Coriander essential oil is also known as Chinese parsley and coriander seed oil. It is extracted by steam distillation from the crushed, ripe seeds. (Another oil is produced from the fresh and dried leaves but it contains a high proportion of decyl aldehydw and shouldn't be used for aromatherpy. Check this out carefully before you buy). Folklore/Tradition: +++++++++++++++++++ The seeds of the coriander plant were found in the tomb of the ancient Egyptian King Rameses 11. The oil is said to be helpful for diarrhoea, digestive trouble and flatulence. In Chinese medicine the herb is used for hernia, piles, measles, toothache and even dysentry. Used to fragrance perfumes, toiletries and soaps. Used to flavour liquers such as Chartreuse and Benedictine. Also used to flavour pipe tobacco. Uses: +++++++ Painkiller, appetite stimulant, aphrodisiac, (?) anti-rheumatic so its good for muscle and joint pain, antispasmodic so may help with asthma, arthritis, gout (helps to drain lymph so may make this condition less painful) poor circulation (cold feet and gands) stiffness in joints, nausea, colds, 'flu', infections of the respiratory system, migraine, neuralgia, nervous exhaustion. How to use: +++++++++++++ Blends well with clary sage, bergamot, jasmine, neroli, petitgrain, citronella, sandalwood, cypress, pine, ginger, peppermint and many others. I like to blend this oil with clove and citronella. This lifts the fragrance and gives it a bit of 'zing'. Use a small amount of vodka or saki in an egg cup mixed with six drops of essential oil in proportions to suit. Remember that the fragrance will change once you put it in the bath water. Take care with very strong oils like clove or peppermint as the aroma from these can overpower the others in the bl
end.

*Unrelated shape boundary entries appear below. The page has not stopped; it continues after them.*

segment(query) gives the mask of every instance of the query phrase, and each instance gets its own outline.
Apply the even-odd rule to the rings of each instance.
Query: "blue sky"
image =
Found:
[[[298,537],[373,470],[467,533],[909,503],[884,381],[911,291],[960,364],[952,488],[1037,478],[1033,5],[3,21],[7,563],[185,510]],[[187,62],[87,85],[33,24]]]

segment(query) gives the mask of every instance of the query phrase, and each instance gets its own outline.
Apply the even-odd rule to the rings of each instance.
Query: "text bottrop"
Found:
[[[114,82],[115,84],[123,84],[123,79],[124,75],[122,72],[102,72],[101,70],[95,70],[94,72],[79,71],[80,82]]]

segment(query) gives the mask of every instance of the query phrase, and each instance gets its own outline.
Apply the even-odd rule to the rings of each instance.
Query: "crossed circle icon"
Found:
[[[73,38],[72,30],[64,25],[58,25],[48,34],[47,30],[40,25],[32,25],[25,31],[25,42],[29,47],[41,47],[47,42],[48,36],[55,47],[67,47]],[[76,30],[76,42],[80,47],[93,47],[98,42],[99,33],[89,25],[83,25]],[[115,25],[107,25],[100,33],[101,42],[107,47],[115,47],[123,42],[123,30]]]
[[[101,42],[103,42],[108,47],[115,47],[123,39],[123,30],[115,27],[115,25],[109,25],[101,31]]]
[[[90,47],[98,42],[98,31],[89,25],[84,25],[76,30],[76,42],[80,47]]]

Use a similar blend as a room fragrancer to get all the benefits without too much effort. Just relax and enjoy. If you want to use this oil for body massage mix it with a carrier oil (grapeseed, almond oil, or similar) in the proportion of 7 drops to 15 mils of oil. (Save the little plastic measuring cup from Night Nurse or a mouthwash for this purpose!) Whatever oils you decide to blend don't use more than the suggested number of drops or you may burn your skin. If you want to use this oil as an analgesic for painful joints, it is easier to blend it in vitamine E face cream and use this to rub the affected area. (Use 15mils cream with 7 drops of oil.) Warning: ++++++++ Generally non toxic but still not to be taken internally. If used correctly this oil isn't an irritant and an adverse reaction is rare. Use in moderation as this oil can have a 'stupefying effect' if used in large doses. Keep in a safe, secure place and use only as directed. Make sure that you buy 'coriander sativum' 100% essential oil (family: Apiaceae). The best oil comes from USSR and Romania. Verdict: ++++++++ Not one of my favourites but I do find this oil quite effective at easing joint pain in my hips. A warm bath with 6 drops of this oil usually relieves it enough to allow sleep. However, it isn't an aroma that I find particularly pleasant. I would much rather use lovage, or hyssop which have similar properties.

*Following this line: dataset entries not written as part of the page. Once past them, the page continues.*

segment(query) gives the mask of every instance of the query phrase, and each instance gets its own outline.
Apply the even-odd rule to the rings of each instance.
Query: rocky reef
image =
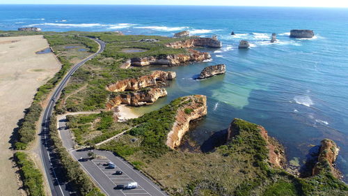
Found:
[[[227,142],[233,140],[237,135],[239,135],[240,127],[236,122],[240,121],[243,120],[235,119],[230,123],[228,130]],[[274,167],[283,168],[286,162],[284,147],[276,139],[269,137],[267,130],[264,127],[255,124],[254,126],[260,130],[260,135],[266,142],[266,147],[269,149],[269,162]]]
[[[175,34],[174,34],[174,37],[175,38],[182,38],[182,37],[189,36],[189,35],[190,35],[190,32],[189,31],[181,31],[179,33],[176,33]]]
[[[272,33],[272,38],[271,38],[271,43],[275,43],[277,40],[277,34]]]
[[[198,79],[205,79],[216,75],[223,74],[226,72],[226,66],[219,64],[205,67],[200,73]]]
[[[187,54],[133,58],[130,60],[130,65],[132,66],[145,66],[149,65],[177,66],[187,62],[203,61],[211,58],[212,56],[208,52],[202,52],[189,49]]]
[[[180,145],[181,140],[189,130],[191,121],[207,114],[207,97],[202,95],[182,98],[172,130],[168,133],[166,144],[172,149]]]
[[[38,27],[23,27],[18,28],[19,31],[41,31],[41,29]]]
[[[290,38],[312,38],[314,32],[312,30],[294,29],[290,31]]]
[[[152,71],[150,75],[143,75],[138,78],[130,78],[118,81],[106,86],[106,90],[111,92],[125,91],[139,91],[141,89],[156,86],[161,82],[166,82],[175,78],[176,74],[173,71]]]
[[[335,142],[329,139],[323,140],[320,143],[318,161],[313,167],[313,175],[317,175],[324,171],[338,177],[340,172],[333,167],[333,163],[336,160],[340,149]]]
[[[241,40],[238,48],[248,48],[249,47],[249,43],[247,40]]]
[[[218,40],[216,36],[213,36],[212,38],[196,38],[186,40],[173,42],[166,44],[166,46],[177,49],[195,47],[221,48],[222,47],[222,43]]]
[[[111,98],[106,103],[108,110],[121,104],[129,106],[141,106],[150,105],[157,100],[158,98],[167,96],[167,91],[164,88],[148,89],[135,93],[121,94]]]

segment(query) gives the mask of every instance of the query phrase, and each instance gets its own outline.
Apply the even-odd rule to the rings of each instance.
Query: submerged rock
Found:
[[[207,47],[213,48],[220,48],[222,43],[218,40],[216,36],[212,38],[196,38],[186,40],[170,43],[166,45],[166,47],[173,48],[189,48],[195,47]]]
[[[271,39],[271,43],[275,43],[277,40],[277,35],[276,33],[272,33],[272,38]]]
[[[322,171],[330,172],[334,176],[339,176],[339,172],[333,167],[333,163],[338,156],[340,149],[335,142],[325,139],[321,142],[320,151],[318,156],[318,162],[313,169],[313,175],[319,174]]]
[[[190,35],[190,32],[189,31],[184,31],[179,33],[176,33],[174,34],[175,38],[182,38],[182,37],[187,37]]]
[[[314,36],[314,32],[312,30],[294,29],[290,31],[290,38],[312,38],[313,36]]]
[[[38,27],[23,27],[18,28],[19,31],[41,31],[41,29]]]
[[[226,72],[226,66],[224,64],[219,64],[216,66],[211,66],[205,67],[198,79],[205,79],[207,77],[212,77],[216,75],[223,74]]]
[[[205,96],[184,97],[180,105],[172,130],[168,133],[166,142],[166,144],[172,149],[180,145],[182,137],[189,131],[190,121],[205,116],[207,112]]]
[[[248,48],[249,47],[249,43],[247,40],[241,40],[238,48]]]

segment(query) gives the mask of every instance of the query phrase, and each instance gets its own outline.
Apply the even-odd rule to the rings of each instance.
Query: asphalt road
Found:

Coriander is not one of the more widely used essential oils, although it does have it's uses. In medieval Europe it was considered to have aphrodisic qualities; a herb used by witches for love potions and magic! Likewise in Tudor England it was used as an ingredient of a drink offered to guests at weddings and other festive occasions to 'raise their spirits' Whey hey! Coriander has a spicy and sweet aroma, (which is very sensual and euphoric) and is used for relieving muscular aches and pains as it is very warming - it increases circulation. Also useful for promoting sleep and alleviating nervous exhaustion. Particularly suited for those people who over worry and have anxious dispositions. Traditionally Coriander is believed to be an oil of protection and everlasting life and it's seeds were found in the Egyption tomb of Rameses II.